Further, as per Rule 8 (5) (vii) of Companies (Accounts) Rule, 2014 Board of Directors of all companies should state in details the adequacy of internal financial controls with reference to financial statement.

Companies Act, 2013 is however silent on the responsibilities of the management except for deciding the scope of internal audit in consultation with the internal auditor.

Reporting Responsibility

Internal Control

The internal audit report is generally presented to the Audit committee of the company or those charged with governance in the company. The internal audit report is considered to be internal document of the organization.

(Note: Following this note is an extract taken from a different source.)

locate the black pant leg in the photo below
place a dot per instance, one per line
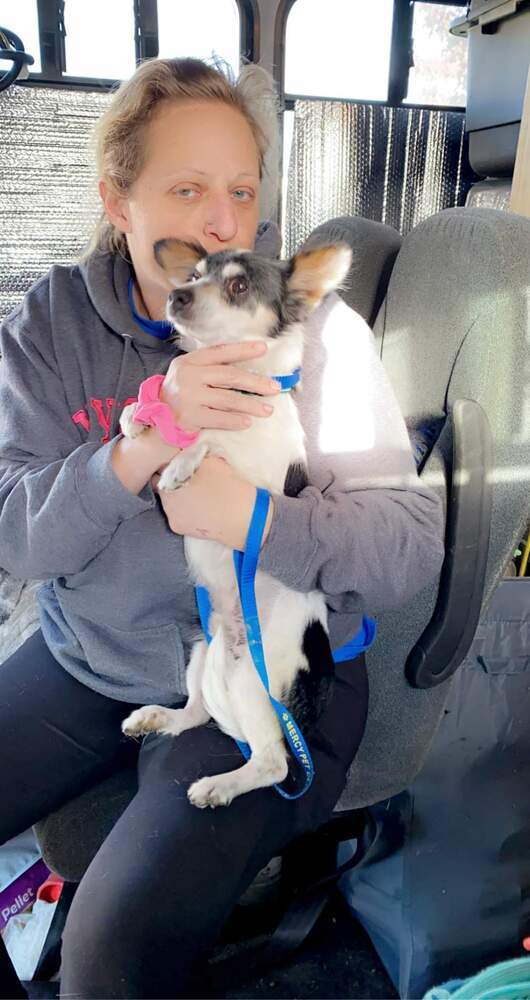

The statutory auditor can however use the internal audit report as per auditing standard SA 610 “Using work of internal auditors” as per his / her discretion.

Internal Financial Control Over Financial Reporting

Clause (e)  of subsection 5 of section 134 of the aforesaid act requires the director’s responsibility statement to state that the directors In case of listed as well as Unlisted / Private Company, had laid down internal financial control to be followed by the company and that such internal financial controls are adequate and were operating effectively.

Report for the internal financial controls would be issued as per auditing standard SA 700 “Forming an opinion and reporting on the financial statements”. The report is issued as an annexure to the independent auditor’s report along with the financial statement of any company as per the requirement of clause (i) of sub-section 3 of section 143 of the Companies Act, 2013.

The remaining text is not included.